11. By the end of which year had foreign forces left Russia? – 1919
12. What happened in the Russo-Polish war? – Russian army was defeated
Causes and impact of NEP – p54
By 1921 there was widespread _____ in Russia? – Famine
Give an example of a rebellion in the countryside? – Tambov Uprising
Who rebelled in march 1921? – Kronstadt sailors
Why was this so worrying? They had supported the Bolsheviks in Oct 1917.
How did Trotsky put it down and how long did it take? – 50,000 red army, took 3
6. Why did Lenin introduce the NEP in 1921 and where did he do this? – needed to
restore economy in Russia at the 10th party congress
7. What could it be described as TR? Tactical retreat
8. What did it allow peasants to do? Sell their goods for profit.

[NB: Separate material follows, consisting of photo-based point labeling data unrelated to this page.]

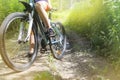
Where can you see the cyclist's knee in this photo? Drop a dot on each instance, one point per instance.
(38, 5)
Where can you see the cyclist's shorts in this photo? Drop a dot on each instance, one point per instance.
(44, 3)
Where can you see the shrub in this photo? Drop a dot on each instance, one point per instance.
(98, 20)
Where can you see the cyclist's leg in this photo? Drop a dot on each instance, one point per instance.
(42, 7)
(32, 43)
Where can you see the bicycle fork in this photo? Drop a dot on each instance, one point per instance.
(21, 30)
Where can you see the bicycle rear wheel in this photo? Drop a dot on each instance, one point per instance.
(13, 52)
(58, 42)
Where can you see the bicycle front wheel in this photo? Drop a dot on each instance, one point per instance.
(58, 42)
(13, 52)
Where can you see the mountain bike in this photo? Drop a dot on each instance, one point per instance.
(15, 33)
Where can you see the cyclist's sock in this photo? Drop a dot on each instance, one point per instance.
(51, 32)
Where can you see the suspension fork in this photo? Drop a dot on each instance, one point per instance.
(30, 22)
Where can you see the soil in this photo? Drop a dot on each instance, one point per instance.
(78, 63)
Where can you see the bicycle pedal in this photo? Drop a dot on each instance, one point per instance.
(42, 50)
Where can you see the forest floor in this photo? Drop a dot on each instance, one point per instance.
(79, 63)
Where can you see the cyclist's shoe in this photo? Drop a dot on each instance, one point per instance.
(29, 55)
(51, 32)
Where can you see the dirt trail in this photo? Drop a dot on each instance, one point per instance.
(76, 65)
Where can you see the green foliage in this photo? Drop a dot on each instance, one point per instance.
(99, 21)
(8, 6)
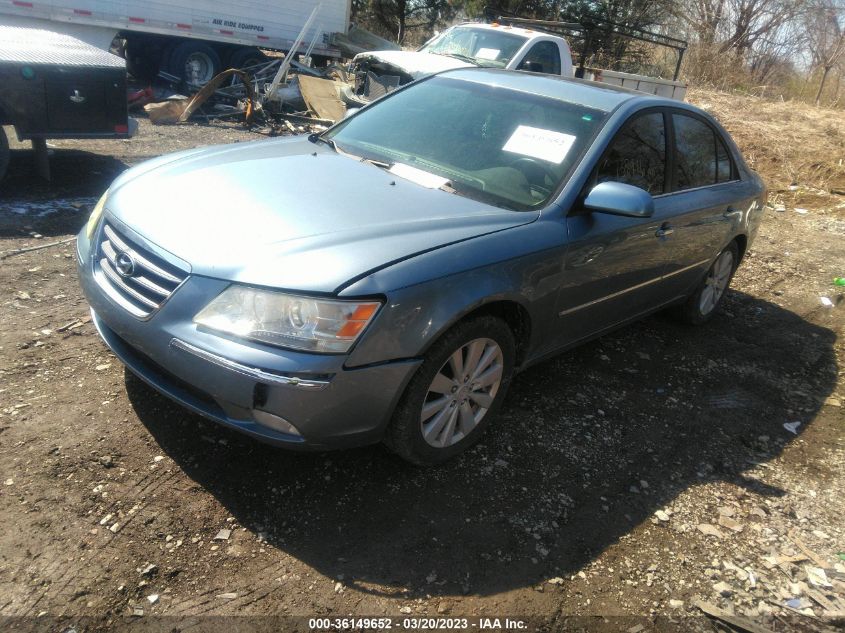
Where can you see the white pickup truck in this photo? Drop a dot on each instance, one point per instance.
(491, 45)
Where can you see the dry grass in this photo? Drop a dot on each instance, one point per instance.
(787, 143)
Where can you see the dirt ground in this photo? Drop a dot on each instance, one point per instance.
(624, 482)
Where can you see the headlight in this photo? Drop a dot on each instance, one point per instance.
(316, 325)
(96, 214)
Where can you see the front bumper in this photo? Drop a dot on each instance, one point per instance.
(238, 383)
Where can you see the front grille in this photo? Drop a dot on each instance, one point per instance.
(136, 278)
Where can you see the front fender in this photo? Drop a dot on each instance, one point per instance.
(521, 265)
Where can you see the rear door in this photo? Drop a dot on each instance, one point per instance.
(614, 265)
(703, 199)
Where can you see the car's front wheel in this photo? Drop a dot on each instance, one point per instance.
(704, 302)
(455, 393)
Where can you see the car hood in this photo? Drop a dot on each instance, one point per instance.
(415, 63)
(291, 214)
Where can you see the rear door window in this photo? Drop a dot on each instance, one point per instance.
(544, 57)
(701, 158)
(637, 155)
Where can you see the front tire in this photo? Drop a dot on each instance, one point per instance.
(708, 296)
(455, 393)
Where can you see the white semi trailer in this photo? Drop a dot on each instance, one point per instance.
(191, 39)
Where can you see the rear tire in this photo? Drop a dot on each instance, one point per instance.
(195, 63)
(245, 57)
(708, 296)
(455, 393)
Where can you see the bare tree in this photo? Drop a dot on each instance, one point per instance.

9. What was the Ban on factions and why was it introduced? Knew many saw it as a
betrayal, members of the communist party were not allowed to form groups
10. What was democratic centralism? – all other parties were banned and decisions
made by Politburo had to be supported by all communists
11. Impact of NEP? – Food shortages and famine stopped by end of 1921
12. By 1923, how much (%) of companies were owned privately? – 85%
13. What happened to live stock and cultivated land? – it increased
14. By 1926, economy had almost returned to ____ levels? Pre war 1913
15. Negative result of NEP? – Scissor crisis – falling agricultural prices while industrial
ones went up
16. What did the NEP see the emergence of? Nepmen
17. What new thing was introduced in 1922? A new currency
The establishment of the USSR in 1922 and the Death of Lenin – p56
1. What did Lenin do to secure communist regime after 1921? 1 – only communists
could field candidates for elections to soviets
2. What happened to other political parties? - bannded
3. What was the only newspaper allowed? Communist one - Pravda
4. What was the Cheka replaced with in 1922? GPU
5. What did he do with Gulags? He explanded them
6. Who went on show trial? SRs and clergy
7. What happened to universities? - Lost their autonomy
8. When was the USSR established? Dec 1922
9. What did it stand for? Union of Soviet Socialist Republics (USSR)
10. What did it do? It brought together parts of the Russian empire
11. Each republic in the USSR had what? Their own government as part of the federal
12. National parliament of USSR was made up of what? Reps in a Congress of republics,
combined with Congress of Soviets.
13. Which year did Lenin reduce his involvement in the party and why? 1921 as
suffering side effects from shooting in 1918.
14. When did Lenin die? 1924
15. What did he say in his testament about Trotsky? – talented but arrogant
16. What did he say about Kamenev and Zinoviev? – criticised for not supporting Oct Rev
17. What did he say about Stalin? – should be removed from top branches of party as
‘too coarse’
18. What happened to the Testament? It remained a secret.